The Working Principle of Peer-To-Peer Cryptocurrency Lending Software

A peer-to-peer cryptocurrency lending software as yours that the landing platform happens to be built in such a way that it comes with all the above-mentioned characteristics. Apart from that, a peer-to-peer Crypto lending platform also needs to follow particular landing procedure models. Go to the steps below to understand better. 

Step 1: The Lender Has to Create a Profile 

To begin with, a peer-to-peer cryptocurrency lending exchange must develop a liquidity pool. It needs lenders to develop a profile for that and then put in the liquidity. To build an account, the lender will need to divert the following details: 

  • Name
  • Government ID proof
  • Bank account details
  • Interest rates

After the profile creation is complete, is likely to be approved and submitted on the marketplace. Here, the borrowers can find the lender. Moreover, in the marketplace, the lender will need to wait for receiving a request from the borrowers. 

Step 2: The Borrower Has to Create a Profile 

In this step, a borrower is also required to develop an account on the peer-to-peer crypto lending software. The borrower will also need to give the same details as the lender. Apart from that, he is required to mention the cryptocurrency assets that he is looking forward to depositing as collateral. Moreover, a third-party guarantor is needed on his part.

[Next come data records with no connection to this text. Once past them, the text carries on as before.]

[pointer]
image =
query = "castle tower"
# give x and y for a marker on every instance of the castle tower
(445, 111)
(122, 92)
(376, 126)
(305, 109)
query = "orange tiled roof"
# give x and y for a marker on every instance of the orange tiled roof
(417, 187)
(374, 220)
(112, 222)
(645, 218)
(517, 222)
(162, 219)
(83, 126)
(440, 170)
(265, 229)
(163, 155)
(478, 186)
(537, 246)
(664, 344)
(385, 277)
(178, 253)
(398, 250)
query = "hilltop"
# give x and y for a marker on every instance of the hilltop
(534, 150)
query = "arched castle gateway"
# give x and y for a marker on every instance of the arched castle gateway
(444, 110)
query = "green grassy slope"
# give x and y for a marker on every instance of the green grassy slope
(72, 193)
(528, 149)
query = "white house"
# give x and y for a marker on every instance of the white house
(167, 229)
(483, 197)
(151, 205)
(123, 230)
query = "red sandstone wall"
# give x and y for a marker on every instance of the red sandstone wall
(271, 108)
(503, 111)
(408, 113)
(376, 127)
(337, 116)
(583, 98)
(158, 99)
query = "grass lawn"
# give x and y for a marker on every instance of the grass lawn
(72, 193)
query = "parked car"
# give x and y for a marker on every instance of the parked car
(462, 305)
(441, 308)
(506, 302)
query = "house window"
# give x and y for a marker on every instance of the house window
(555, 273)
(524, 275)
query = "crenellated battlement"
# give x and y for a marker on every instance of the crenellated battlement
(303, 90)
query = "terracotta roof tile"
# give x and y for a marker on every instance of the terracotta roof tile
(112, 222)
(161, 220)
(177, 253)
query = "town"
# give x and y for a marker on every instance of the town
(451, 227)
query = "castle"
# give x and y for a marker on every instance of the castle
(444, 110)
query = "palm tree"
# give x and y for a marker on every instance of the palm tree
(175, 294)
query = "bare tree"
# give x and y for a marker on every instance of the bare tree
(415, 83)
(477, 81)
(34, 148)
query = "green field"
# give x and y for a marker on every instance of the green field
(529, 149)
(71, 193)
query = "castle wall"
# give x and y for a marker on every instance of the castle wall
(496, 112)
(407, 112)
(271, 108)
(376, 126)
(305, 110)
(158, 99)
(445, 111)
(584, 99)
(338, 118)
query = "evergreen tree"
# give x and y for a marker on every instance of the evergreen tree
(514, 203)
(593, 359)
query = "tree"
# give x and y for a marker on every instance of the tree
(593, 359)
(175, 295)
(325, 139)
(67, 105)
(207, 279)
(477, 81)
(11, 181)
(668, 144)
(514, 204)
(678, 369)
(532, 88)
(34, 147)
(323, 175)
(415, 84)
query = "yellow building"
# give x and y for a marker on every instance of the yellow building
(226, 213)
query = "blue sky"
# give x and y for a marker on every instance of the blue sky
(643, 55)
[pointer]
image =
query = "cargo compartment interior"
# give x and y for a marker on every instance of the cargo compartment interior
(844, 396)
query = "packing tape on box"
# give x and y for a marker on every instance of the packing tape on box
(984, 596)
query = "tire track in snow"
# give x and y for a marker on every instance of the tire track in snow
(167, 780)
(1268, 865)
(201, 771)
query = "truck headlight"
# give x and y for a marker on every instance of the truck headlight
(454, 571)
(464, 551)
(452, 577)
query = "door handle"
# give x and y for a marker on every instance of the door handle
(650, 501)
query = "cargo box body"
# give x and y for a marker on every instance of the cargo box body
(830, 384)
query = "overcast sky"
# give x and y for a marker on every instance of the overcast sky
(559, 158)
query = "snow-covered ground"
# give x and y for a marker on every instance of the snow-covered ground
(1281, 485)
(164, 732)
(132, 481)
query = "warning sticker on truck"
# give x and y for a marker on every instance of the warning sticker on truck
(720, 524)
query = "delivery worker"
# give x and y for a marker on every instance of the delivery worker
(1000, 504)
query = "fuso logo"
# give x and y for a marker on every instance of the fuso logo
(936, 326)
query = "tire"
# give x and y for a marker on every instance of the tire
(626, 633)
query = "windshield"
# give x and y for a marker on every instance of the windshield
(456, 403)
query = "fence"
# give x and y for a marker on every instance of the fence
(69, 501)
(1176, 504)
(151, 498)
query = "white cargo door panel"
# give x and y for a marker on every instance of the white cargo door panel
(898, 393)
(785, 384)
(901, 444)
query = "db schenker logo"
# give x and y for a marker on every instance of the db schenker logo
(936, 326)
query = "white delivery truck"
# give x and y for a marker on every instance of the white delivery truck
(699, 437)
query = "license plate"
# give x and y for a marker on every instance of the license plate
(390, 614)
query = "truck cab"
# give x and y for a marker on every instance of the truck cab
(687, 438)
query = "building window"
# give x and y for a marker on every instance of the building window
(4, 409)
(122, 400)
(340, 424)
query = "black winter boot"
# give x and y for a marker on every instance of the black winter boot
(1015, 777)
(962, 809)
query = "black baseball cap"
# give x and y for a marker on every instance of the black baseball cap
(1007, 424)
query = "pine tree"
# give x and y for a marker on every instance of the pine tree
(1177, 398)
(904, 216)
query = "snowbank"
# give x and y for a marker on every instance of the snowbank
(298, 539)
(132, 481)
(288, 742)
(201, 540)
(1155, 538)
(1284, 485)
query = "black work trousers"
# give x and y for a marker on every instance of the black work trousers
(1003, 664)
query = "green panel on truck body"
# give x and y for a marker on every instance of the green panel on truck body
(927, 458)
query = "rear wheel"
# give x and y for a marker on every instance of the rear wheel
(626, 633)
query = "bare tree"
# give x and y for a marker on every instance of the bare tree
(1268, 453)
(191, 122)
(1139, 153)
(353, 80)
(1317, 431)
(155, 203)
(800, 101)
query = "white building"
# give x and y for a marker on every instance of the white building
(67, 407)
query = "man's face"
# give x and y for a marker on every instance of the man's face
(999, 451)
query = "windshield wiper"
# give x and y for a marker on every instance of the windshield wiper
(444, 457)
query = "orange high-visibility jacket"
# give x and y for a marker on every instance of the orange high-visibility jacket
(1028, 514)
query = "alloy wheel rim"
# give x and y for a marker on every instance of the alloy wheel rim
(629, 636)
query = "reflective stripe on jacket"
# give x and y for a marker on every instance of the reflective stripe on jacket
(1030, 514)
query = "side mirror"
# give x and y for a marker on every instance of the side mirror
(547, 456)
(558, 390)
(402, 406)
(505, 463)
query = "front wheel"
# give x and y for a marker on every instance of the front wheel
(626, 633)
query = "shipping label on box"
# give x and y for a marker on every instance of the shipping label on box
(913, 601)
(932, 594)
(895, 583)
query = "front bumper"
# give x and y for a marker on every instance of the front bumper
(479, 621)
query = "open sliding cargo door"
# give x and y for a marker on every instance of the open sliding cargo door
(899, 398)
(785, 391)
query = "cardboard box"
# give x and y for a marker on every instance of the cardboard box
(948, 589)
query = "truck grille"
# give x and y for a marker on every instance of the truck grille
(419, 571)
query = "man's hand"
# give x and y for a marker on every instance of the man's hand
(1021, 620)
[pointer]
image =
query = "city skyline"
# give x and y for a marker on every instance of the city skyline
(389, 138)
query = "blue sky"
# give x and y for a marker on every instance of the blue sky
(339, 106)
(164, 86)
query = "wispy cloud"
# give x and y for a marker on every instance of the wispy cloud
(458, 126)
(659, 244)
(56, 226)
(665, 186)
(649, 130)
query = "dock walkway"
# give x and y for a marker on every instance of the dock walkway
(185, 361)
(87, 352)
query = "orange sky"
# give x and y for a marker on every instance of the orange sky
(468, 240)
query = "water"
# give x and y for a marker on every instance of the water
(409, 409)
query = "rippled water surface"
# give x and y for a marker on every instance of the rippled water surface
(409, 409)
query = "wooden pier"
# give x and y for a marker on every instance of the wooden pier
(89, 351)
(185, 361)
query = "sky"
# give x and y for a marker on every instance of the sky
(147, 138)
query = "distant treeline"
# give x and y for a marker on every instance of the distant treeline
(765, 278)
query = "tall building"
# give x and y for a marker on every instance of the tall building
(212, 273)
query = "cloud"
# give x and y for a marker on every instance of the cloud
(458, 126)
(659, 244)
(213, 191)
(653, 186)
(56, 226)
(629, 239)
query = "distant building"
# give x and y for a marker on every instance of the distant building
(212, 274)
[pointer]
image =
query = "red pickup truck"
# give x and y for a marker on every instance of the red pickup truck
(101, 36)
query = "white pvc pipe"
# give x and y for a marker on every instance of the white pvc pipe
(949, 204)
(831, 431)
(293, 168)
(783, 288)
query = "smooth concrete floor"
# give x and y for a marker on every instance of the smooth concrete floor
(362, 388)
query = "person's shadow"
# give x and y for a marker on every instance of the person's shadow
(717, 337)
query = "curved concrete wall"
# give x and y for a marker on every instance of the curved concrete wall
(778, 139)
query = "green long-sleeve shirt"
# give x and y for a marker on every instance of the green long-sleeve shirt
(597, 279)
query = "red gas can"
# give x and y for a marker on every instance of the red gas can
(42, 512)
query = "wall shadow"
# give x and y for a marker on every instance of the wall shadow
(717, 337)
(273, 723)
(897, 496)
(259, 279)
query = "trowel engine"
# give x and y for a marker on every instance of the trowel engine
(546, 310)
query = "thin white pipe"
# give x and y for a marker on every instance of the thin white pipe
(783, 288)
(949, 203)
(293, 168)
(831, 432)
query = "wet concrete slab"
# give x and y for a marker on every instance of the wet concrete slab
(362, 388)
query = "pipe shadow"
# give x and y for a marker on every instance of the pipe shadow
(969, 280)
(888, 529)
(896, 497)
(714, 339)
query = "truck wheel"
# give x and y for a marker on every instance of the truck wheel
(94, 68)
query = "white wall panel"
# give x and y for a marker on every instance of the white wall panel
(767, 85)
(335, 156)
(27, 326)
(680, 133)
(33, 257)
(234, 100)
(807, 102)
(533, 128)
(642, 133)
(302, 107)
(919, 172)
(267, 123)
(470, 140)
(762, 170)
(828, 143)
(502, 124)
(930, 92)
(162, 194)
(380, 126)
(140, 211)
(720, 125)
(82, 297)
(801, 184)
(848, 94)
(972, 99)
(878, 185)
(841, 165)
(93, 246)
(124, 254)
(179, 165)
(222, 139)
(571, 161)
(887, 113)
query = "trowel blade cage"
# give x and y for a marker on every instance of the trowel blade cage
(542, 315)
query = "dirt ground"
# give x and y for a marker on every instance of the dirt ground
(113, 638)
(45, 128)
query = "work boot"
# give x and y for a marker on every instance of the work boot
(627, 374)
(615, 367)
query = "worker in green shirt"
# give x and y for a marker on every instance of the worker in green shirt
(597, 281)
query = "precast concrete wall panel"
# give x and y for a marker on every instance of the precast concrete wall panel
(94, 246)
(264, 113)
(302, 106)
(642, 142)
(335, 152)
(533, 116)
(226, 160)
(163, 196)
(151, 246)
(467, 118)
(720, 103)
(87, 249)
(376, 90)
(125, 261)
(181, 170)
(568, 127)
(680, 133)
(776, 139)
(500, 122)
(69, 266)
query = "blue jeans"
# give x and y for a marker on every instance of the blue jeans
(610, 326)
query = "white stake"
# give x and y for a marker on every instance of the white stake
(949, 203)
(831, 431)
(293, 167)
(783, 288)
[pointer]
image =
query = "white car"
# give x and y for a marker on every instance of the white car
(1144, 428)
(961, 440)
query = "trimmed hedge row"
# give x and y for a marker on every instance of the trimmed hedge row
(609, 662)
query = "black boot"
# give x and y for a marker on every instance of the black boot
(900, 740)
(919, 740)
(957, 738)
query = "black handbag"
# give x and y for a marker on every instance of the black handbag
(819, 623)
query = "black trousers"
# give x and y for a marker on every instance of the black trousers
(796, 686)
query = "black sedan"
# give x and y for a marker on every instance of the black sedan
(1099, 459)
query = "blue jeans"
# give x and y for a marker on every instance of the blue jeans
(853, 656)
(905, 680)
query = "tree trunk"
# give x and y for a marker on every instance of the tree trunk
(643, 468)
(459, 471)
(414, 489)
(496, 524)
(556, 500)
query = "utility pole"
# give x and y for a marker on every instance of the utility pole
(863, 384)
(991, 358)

After the acceptance of his profile by the platform, a borrower can begin looking for lenders. 

Step 3: Developing a Smart Contract

The next step in the lending procedure is triggered while a borrower sends a request for a loan to the lender. For sending a request, a borrower required to utilize a smart contract for connecting with the lender, thereby leading to the development of a smart contract.

Step 4: The Borrower is Interviewed By the Lender

After receiving the smart contract from the borrower, the lender interviews the borrower. The lender would ask questions about why the borrower is looking forward to a loan, has opted for a cryptocurrency loan previously or not, along with the rate of interest he is likely to pay. 

Step 5: Application Approval

After the approval of the loan application, the interest rate is automatically fixed by the smart contract. It is also based on the credit history of the borrowers on the platform. 

Step 6: Loan is Given

After the lender and the borrower agree with the terms and conditions of the smart contract, the amount of the loan is given to the borrower, which is also known as direct wallet transfer. 

Step 7: Repayments of Loan

The loan repayment dates are programmed by the smart contract. In case the borrower fails to take care of the timely repayment, the smart contract automatically combines late fees to the amount of the repayment. While making payments in the future, the late charge amount is deducted from the wallet of the borrower. In case of payment failure on the part of the borrower, the lender gets paid automatically out of the collateral given by the borrower. 

Wrapping Up

Peer-to-peer cryptocurrency lending comes with incredibly transparent options when it is compared to conventional peer-to-peer lending. Thanks to the transparency and security offered by the technology of blockchain, the procedure of lending and borrowing is a pretty efficient process now.